The 2005 photograph showing a toddler with pigtails and an ear-to-ear grin holding tight to Staff Sgt. Michael Maroney was soon everywhere — plastered on Burger King placemats, AT&T phone cards, a magazine cover.
For many people, including Maroney, it represented hope at a time of total devastation.
“I was a single father trying to raise two boys. I had just gotten back from Afghanistan, and New Orleans was under water,” Maroney, now 40, told The Washington Post. “When she hugged me, everything went away. There were no problems in that moment. That meant everything to me.”
“It had been such a rough week; when she wrapped me up in that hug, I was in la-la land,” he said earlier this year. “Nothing else existed.”
Maroney never got the child’s name — but he has never stopped trying to find her.
Now, he has.
LeShay Brown, now 13, lives with her family in Waveland, Miss., about 60 miles from New Orleans.

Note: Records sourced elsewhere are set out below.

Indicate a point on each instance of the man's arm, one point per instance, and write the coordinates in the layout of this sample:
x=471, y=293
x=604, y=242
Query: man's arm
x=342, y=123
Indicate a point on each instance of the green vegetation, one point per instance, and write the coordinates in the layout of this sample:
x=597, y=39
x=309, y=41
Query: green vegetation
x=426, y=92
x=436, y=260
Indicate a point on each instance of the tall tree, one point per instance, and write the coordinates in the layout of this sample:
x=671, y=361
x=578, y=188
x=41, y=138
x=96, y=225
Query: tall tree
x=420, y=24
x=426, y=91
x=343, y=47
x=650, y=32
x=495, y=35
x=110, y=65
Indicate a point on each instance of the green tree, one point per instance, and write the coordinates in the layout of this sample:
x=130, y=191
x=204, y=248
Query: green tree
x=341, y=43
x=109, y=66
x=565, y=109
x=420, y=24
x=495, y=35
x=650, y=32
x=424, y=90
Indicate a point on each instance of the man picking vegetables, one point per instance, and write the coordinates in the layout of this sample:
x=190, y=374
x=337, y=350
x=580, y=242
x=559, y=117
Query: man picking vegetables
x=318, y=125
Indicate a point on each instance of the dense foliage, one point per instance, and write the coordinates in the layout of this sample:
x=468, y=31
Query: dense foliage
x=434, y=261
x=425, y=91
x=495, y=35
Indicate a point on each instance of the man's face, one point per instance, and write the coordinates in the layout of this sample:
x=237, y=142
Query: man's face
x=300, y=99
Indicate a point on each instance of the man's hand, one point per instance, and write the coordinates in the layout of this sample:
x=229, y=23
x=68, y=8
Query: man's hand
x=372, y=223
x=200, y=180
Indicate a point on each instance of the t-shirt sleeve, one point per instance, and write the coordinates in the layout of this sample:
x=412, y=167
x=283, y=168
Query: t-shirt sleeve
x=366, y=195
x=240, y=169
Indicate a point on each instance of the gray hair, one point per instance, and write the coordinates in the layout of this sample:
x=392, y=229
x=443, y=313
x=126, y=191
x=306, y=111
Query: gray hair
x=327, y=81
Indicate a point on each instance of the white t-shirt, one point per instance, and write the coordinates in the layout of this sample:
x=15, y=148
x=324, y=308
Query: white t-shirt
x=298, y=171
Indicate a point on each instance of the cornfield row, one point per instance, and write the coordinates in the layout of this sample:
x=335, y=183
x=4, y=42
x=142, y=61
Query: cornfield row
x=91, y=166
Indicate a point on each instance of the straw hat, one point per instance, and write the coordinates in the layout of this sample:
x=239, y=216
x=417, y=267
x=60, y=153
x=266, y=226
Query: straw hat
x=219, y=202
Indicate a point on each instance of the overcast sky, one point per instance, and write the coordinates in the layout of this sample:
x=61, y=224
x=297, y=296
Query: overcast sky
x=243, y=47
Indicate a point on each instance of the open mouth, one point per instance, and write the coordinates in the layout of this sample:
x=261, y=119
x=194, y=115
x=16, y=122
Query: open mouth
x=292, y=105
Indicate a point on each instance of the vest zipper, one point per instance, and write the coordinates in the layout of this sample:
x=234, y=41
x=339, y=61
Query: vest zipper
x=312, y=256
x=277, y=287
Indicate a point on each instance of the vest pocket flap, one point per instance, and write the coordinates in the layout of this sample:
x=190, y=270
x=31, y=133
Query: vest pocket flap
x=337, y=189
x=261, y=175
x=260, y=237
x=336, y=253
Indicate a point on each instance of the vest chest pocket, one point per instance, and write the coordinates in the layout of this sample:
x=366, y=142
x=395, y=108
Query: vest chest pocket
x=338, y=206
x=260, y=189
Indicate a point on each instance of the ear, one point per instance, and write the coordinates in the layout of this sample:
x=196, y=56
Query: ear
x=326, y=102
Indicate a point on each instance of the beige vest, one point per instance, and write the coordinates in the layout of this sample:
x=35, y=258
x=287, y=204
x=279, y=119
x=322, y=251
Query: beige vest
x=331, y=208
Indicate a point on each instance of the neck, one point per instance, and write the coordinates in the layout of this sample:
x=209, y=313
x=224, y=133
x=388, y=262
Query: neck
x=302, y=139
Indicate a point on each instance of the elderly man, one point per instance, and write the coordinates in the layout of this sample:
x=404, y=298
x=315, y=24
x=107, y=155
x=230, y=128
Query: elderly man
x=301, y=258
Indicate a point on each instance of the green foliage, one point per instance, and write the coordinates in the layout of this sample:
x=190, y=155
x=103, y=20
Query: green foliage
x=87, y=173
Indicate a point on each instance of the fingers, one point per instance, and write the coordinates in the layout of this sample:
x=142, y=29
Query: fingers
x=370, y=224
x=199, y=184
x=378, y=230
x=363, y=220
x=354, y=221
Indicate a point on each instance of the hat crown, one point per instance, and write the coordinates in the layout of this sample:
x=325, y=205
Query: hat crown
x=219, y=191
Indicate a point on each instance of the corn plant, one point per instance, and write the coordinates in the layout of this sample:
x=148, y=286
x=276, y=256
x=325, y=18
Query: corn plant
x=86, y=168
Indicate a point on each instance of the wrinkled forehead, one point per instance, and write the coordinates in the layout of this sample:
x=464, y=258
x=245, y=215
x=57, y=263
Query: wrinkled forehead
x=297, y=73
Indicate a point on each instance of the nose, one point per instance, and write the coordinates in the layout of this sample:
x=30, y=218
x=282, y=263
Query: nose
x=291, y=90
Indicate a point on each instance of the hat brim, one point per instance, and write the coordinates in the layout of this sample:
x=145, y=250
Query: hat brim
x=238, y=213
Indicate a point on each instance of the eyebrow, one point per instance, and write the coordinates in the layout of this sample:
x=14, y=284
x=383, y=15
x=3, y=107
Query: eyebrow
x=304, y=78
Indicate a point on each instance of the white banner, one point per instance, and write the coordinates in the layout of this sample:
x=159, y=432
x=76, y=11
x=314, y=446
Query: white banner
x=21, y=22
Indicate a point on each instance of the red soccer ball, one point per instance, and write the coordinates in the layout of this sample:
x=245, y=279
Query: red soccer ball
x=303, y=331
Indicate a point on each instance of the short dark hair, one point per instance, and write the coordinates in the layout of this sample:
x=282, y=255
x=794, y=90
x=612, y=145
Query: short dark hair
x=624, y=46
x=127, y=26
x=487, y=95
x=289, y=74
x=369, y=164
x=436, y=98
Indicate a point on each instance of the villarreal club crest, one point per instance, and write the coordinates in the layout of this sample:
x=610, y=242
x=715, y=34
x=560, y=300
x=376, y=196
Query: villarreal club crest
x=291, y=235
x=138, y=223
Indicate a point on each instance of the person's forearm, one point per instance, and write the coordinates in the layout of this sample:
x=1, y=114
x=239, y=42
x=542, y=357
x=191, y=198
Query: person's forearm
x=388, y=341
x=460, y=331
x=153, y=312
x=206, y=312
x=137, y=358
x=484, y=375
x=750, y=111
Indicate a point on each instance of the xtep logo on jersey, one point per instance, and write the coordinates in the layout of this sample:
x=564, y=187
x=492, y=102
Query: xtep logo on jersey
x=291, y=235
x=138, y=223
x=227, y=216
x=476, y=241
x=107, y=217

She and her relatives plan to reconnect with Maroney in a few weeks, according to People magazine.
“I can’t wait to meet her to tell her how important she is,” Maroney told the magazine. “In my line of work, it doesn’t usually turn out happily. This hug, this moment, was like — everybody I’ve ever saved, that was the thank you.”
It was September 2005 when Maroney was sent to New Orleans to find survivors in Katrina’s aftermath. LeShay’s family had been waiting about a week to be rescued, and the young girl soon found herself in Maroney’s MH-60 Pave Hawk helicopter.